A recent CDC study found that in 2021, nationwide, 15% of children 5- to 17-years-old had received mental health treatment of some sort in the past year.
Anecdotally, Stover-Jividen says therapists and other providers are extremely busy. They have seen a tidal wave of students in need of mental health help.
“We always say that all of the young people we are serving are more of what they were prior to covid,” she said. “A lot them came to us traumatized initially, and covid was another kind of trauma. We have this shared trauma of covid, and we are also still just trying to stay afloat.”
Topics of discussion
Lorin Zimmerman, an outpatient therapist at Latrobe Hospital Outpatient Behavioral Health, will speak about how mental health care providers can stay on top of their own self-care.

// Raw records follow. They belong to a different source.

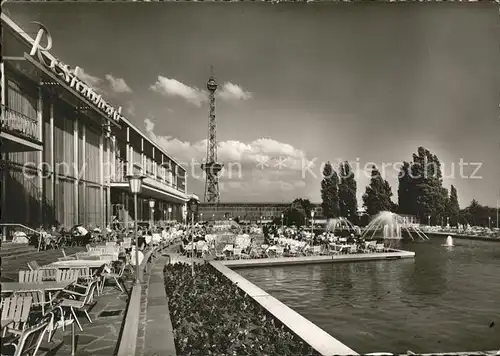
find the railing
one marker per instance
(6, 227)
(18, 123)
(121, 171)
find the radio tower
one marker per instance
(211, 167)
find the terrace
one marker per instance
(76, 305)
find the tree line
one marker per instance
(420, 193)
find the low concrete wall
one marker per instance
(316, 337)
(284, 261)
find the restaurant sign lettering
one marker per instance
(70, 76)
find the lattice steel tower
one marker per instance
(211, 167)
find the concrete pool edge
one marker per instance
(288, 261)
(309, 332)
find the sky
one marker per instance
(299, 85)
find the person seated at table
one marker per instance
(141, 239)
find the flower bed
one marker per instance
(212, 316)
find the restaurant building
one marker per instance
(66, 151)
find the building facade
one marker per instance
(249, 212)
(66, 152)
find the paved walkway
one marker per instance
(99, 338)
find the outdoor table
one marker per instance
(11, 287)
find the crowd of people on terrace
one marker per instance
(466, 229)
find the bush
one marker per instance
(212, 316)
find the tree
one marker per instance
(329, 192)
(348, 204)
(426, 186)
(378, 194)
(293, 216)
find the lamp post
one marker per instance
(151, 210)
(312, 223)
(135, 185)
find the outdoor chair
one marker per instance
(37, 297)
(372, 246)
(316, 250)
(33, 265)
(48, 274)
(15, 313)
(56, 321)
(30, 339)
(237, 253)
(219, 255)
(293, 251)
(31, 276)
(67, 275)
(280, 251)
(80, 301)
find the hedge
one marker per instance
(212, 316)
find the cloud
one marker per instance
(230, 91)
(118, 85)
(172, 88)
(263, 166)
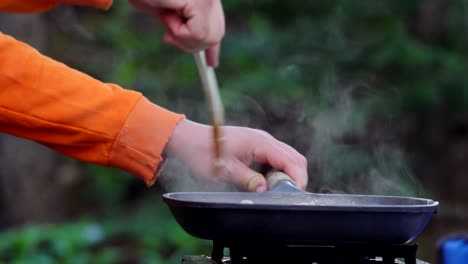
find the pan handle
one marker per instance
(278, 181)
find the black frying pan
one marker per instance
(288, 214)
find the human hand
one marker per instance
(193, 25)
(192, 143)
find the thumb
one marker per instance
(244, 176)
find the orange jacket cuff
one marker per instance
(139, 146)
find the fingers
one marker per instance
(195, 26)
(283, 157)
(241, 175)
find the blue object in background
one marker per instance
(454, 250)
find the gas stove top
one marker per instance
(264, 252)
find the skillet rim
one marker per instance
(431, 206)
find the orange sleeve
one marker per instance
(68, 111)
(31, 6)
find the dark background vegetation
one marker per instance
(374, 93)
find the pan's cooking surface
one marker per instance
(288, 214)
(298, 200)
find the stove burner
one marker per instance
(248, 253)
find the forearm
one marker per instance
(32, 6)
(66, 110)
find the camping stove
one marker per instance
(265, 252)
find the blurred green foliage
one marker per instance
(145, 234)
(343, 63)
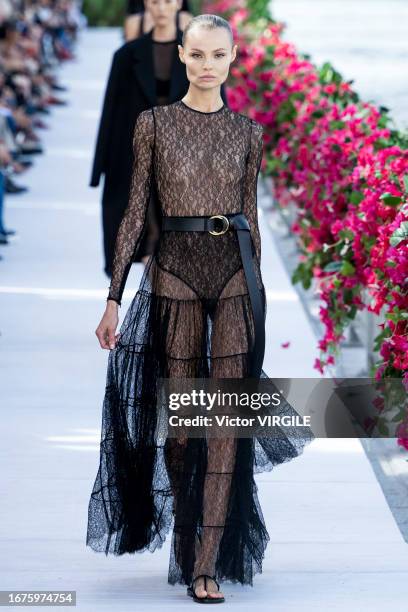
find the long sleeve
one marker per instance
(131, 226)
(250, 207)
(105, 123)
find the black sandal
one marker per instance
(191, 591)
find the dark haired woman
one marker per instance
(138, 20)
(145, 72)
(199, 313)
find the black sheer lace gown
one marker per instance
(191, 317)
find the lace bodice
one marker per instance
(203, 164)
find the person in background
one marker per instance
(144, 72)
(139, 21)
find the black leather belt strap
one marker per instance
(239, 223)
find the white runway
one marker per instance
(334, 543)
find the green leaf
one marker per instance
(382, 428)
(400, 234)
(390, 200)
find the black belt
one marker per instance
(217, 225)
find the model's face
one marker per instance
(163, 12)
(207, 54)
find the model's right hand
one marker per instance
(105, 331)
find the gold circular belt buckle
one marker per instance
(224, 229)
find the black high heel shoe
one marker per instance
(191, 591)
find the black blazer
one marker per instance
(130, 89)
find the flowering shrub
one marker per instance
(338, 160)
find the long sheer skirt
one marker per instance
(203, 487)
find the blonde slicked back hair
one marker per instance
(209, 22)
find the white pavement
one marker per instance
(334, 542)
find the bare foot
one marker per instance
(212, 590)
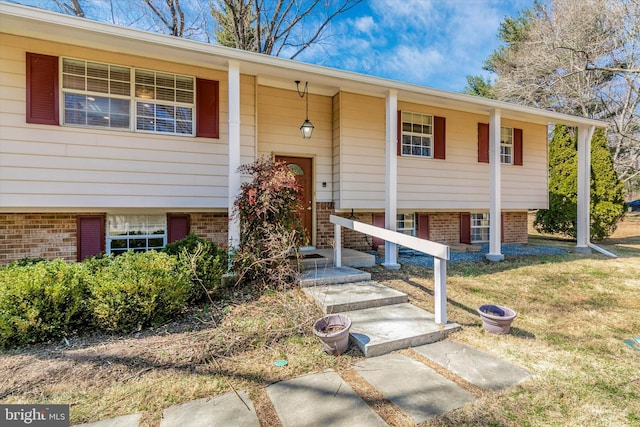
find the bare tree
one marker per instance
(580, 57)
(279, 28)
(71, 8)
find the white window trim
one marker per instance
(130, 237)
(133, 100)
(504, 144)
(488, 218)
(430, 135)
(404, 230)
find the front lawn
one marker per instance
(574, 311)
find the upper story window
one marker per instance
(506, 145)
(406, 223)
(110, 96)
(417, 134)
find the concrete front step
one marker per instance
(381, 330)
(354, 296)
(332, 276)
(322, 258)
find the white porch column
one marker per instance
(234, 151)
(391, 177)
(584, 183)
(495, 196)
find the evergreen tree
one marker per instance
(607, 191)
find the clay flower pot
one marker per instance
(496, 319)
(333, 331)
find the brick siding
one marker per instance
(37, 235)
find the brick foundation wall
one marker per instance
(444, 227)
(54, 235)
(324, 228)
(37, 235)
(516, 227)
(211, 226)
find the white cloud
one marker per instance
(364, 24)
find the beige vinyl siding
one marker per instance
(337, 164)
(361, 152)
(280, 114)
(45, 166)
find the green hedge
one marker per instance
(41, 300)
(138, 289)
(205, 261)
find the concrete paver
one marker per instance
(475, 366)
(321, 399)
(413, 387)
(225, 410)
(131, 420)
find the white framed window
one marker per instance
(506, 145)
(139, 233)
(95, 94)
(417, 134)
(479, 227)
(164, 102)
(117, 97)
(406, 223)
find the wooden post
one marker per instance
(337, 246)
(440, 290)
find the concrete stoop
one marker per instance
(381, 330)
(353, 296)
(332, 276)
(382, 319)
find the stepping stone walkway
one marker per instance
(382, 322)
(324, 398)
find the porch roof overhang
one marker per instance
(269, 70)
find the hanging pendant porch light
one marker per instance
(307, 127)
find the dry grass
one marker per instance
(574, 311)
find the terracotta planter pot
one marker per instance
(333, 331)
(496, 319)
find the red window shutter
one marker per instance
(483, 142)
(90, 236)
(42, 89)
(399, 134)
(378, 221)
(517, 147)
(465, 228)
(207, 109)
(439, 137)
(177, 227)
(423, 226)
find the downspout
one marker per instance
(495, 190)
(234, 155)
(583, 238)
(391, 177)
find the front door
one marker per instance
(301, 167)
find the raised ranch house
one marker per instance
(114, 139)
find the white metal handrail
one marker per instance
(439, 252)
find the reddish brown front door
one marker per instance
(301, 167)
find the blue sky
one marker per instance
(434, 43)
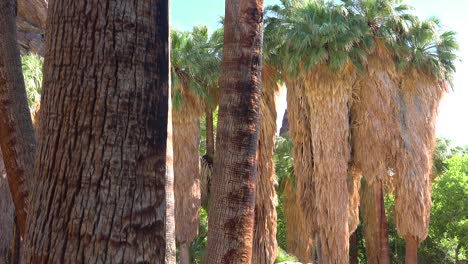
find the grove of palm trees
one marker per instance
(125, 139)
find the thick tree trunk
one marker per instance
(7, 216)
(210, 145)
(264, 244)
(375, 223)
(231, 218)
(411, 252)
(184, 250)
(299, 242)
(186, 176)
(353, 250)
(17, 139)
(285, 124)
(101, 170)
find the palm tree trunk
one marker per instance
(7, 217)
(375, 223)
(328, 97)
(231, 218)
(101, 172)
(284, 124)
(353, 249)
(264, 243)
(419, 99)
(184, 250)
(186, 141)
(17, 139)
(299, 242)
(411, 252)
(209, 132)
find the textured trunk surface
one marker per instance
(299, 242)
(101, 168)
(17, 139)
(298, 208)
(210, 145)
(7, 216)
(353, 249)
(232, 202)
(411, 250)
(375, 223)
(32, 15)
(329, 98)
(284, 124)
(264, 244)
(419, 99)
(186, 140)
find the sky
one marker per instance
(451, 122)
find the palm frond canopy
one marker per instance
(195, 65)
(309, 33)
(426, 47)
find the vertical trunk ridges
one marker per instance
(101, 167)
(231, 218)
(17, 139)
(186, 138)
(264, 245)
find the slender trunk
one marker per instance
(170, 196)
(264, 244)
(184, 253)
(411, 252)
(231, 218)
(209, 133)
(285, 124)
(457, 253)
(375, 223)
(353, 250)
(7, 217)
(299, 242)
(186, 175)
(17, 139)
(101, 171)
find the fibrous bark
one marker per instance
(299, 241)
(101, 167)
(17, 138)
(419, 99)
(232, 201)
(186, 141)
(374, 223)
(264, 244)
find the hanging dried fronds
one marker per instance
(264, 242)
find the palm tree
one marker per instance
(101, 171)
(17, 140)
(323, 47)
(232, 202)
(194, 77)
(428, 64)
(375, 135)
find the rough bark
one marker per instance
(231, 218)
(375, 223)
(210, 145)
(353, 249)
(101, 169)
(186, 139)
(7, 216)
(299, 242)
(411, 250)
(17, 139)
(285, 124)
(264, 244)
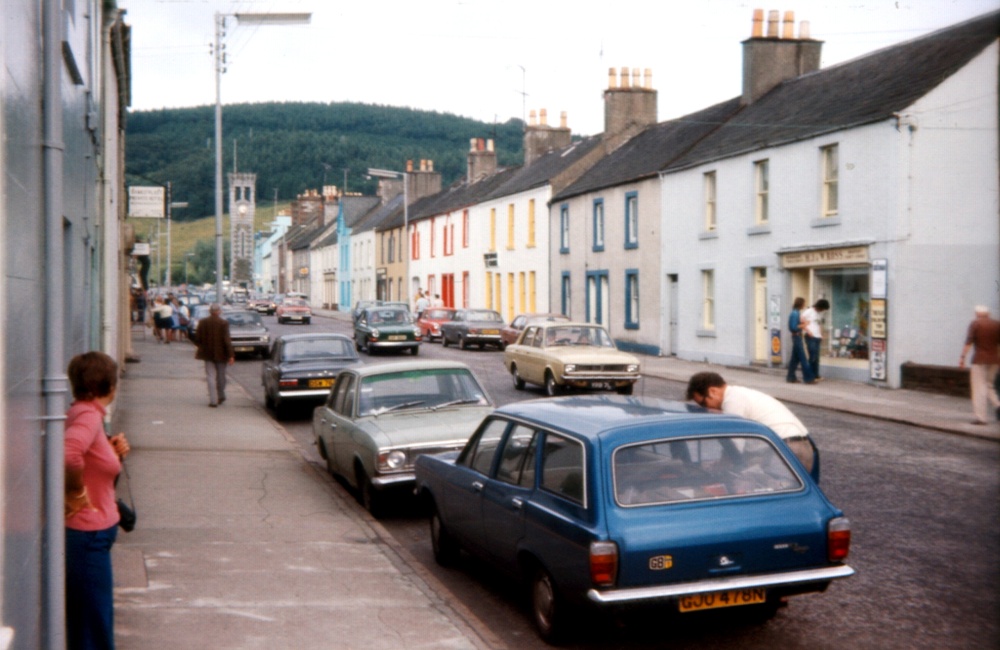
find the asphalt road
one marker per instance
(926, 535)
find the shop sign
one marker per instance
(878, 326)
(827, 257)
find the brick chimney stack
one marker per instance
(769, 60)
(540, 138)
(482, 160)
(629, 106)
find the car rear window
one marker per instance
(695, 469)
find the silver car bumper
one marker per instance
(719, 584)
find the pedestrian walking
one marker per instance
(983, 338)
(709, 390)
(813, 333)
(215, 348)
(799, 358)
(92, 463)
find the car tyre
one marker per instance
(368, 496)
(518, 382)
(548, 608)
(445, 546)
(625, 390)
(552, 389)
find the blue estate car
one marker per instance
(610, 501)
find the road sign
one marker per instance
(147, 201)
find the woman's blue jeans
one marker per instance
(90, 623)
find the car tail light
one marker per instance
(603, 563)
(838, 539)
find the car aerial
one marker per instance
(262, 305)
(558, 356)
(301, 368)
(509, 333)
(386, 328)
(603, 502)
(293, 309)
(379, 419)
(431, 319)
(247, 332)
(480, 327)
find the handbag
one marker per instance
(126, 516)
(126, 513)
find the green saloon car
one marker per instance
(378, 419)
(386, 328)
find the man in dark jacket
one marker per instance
(215, 348)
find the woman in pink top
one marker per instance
(93, 462)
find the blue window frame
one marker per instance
(632, 299)
(632, 220)
(564, 228)
(566, 293)
(598, 244)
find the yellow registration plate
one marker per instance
(730, 598)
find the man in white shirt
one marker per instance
(709, 390)
(814, 333)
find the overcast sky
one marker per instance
(478, 58)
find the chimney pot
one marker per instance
(758, 24)
(772, 23)
(788, 25)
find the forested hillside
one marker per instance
(293, 147)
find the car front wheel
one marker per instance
(518, 382)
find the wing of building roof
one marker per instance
(861, 91)
(657, 146)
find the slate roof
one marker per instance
(861, 91)
(648, 152)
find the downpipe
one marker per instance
(54, 378)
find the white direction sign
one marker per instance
(147, 201)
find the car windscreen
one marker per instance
(702, 468)
(316, 349)
(578, 335)
(243, 318)
(419, 389)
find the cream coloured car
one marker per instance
(558, 356)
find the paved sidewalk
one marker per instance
(240, 543)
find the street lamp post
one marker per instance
(220, 62)
(388, 173)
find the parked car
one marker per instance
(509, 333)
(386, 328)
(430, 321)
(559, 356)
(602, 502)
(467, 327)
(247, 331)
(301, 368)
(263, 305)
(197, 313)
(379, 419)
(293, 309)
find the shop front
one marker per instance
(843, 277)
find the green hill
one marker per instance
(293, 147)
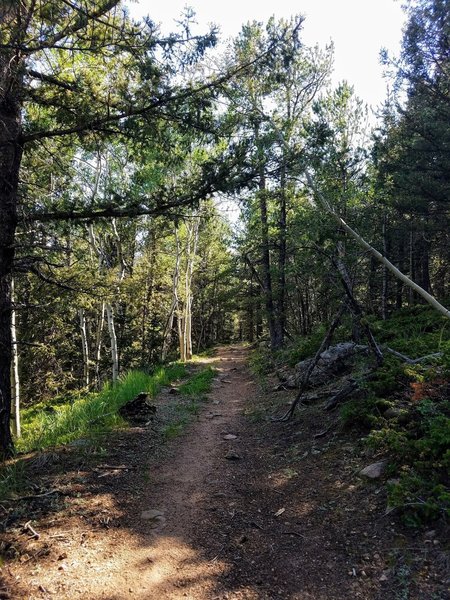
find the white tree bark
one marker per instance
(362, 242)
(98, 342)
(113, 339)
(175, 302)
(15, 381)
(85, 346)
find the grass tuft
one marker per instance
(92, 415)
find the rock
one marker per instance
(147, 515)
(155, 516)
(231, 455)
(333, 362)
(139, 410)
(374, 471)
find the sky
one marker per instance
(358, 28)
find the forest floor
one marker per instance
(236, 507)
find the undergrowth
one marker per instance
(192, 393)
(405, 413)
(55, 423)
(402, 410)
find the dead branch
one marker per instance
(341, 395)
(324, 432)
(323, 346)
(414, 361)
(28, 527)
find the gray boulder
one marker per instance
(333, 362)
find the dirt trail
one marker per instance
(274, 513)
(152, 552)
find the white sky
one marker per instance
(359, 29)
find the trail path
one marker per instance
(238, 509)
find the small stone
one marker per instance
(232, 455)
(148, 515)
(392, 413)
(374, 470)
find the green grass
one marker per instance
(191, 394)
(199, 384)
(94, 414)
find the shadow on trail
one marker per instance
(264, 527)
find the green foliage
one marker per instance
(415, 331)
(192, 392)
(304, 347)
(93, 414)
(199, 384)
(417, 435)
(363, 413)
(261, 361)
(421, 454)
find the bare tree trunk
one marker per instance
(113, 339)
(191, 252)
(167, 338)
(385, 275)
(15, 381)
(84, 346)
(362, 242)
(98, 342)
(10, 160)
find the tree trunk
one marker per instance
(362, 242)
(282, 253)
(84, 346)
(175, 302)
(384, 292)
(10, 160)
(265, 256)
(15, 381)
(98, 343)
(113, 340)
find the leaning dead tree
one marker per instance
(323, 346)
(326, 206)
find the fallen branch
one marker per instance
(362, 242)
(414, 361)
(325, 343)
(324, 432)
(28, 527)
(33, 496)
(341, 395)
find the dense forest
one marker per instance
(120, 148)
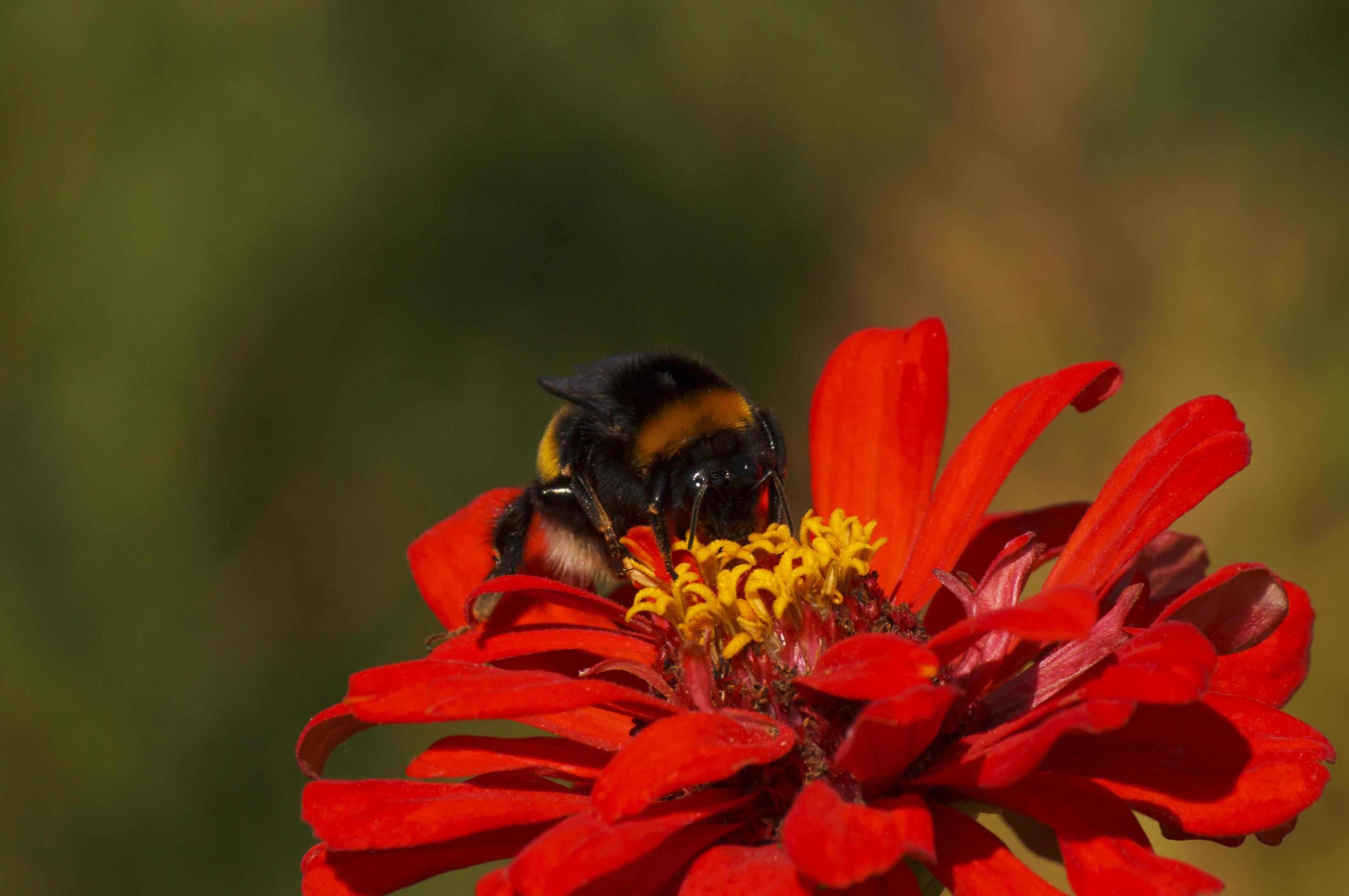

“Therapists are feeling a lot of burnout and mental health is currently a very utilized service,” said Stover-Jividen. “We’re feeling the difficulty of helping these children on the other side of this covid situation, (who are) much less well than they were going into it.”
Haley Brothers of Westmoreland County Behavioral Health and Developmental Services will speak about handling care for youths with a higher level of need. Mark Nuzzo of Pennsylvania Family Support Alliance will present on mandated reporter training, and on how mandated reporters can respond when a child tells them that they have been abused.
“When a child or an adolescent does disclose abuse to a therapist or a medical professional, there’s a certain style in how we are expected to respond — how we ask the next question in the moment with a child,” Stover-Jividen said.
Alongside its educational value, Stover-Jividen said, the symposium helps build community among the upwards of 50 local therapists scheduled to attend.
“It allows us a day to learn from each other, support each other, and look around and say we aren’t islands doing this work alone,” she said. “Vicarious trauma is a real problem, and part of that is that loneliness, feeling like I’m the only person in these murky waters. And you’re not.”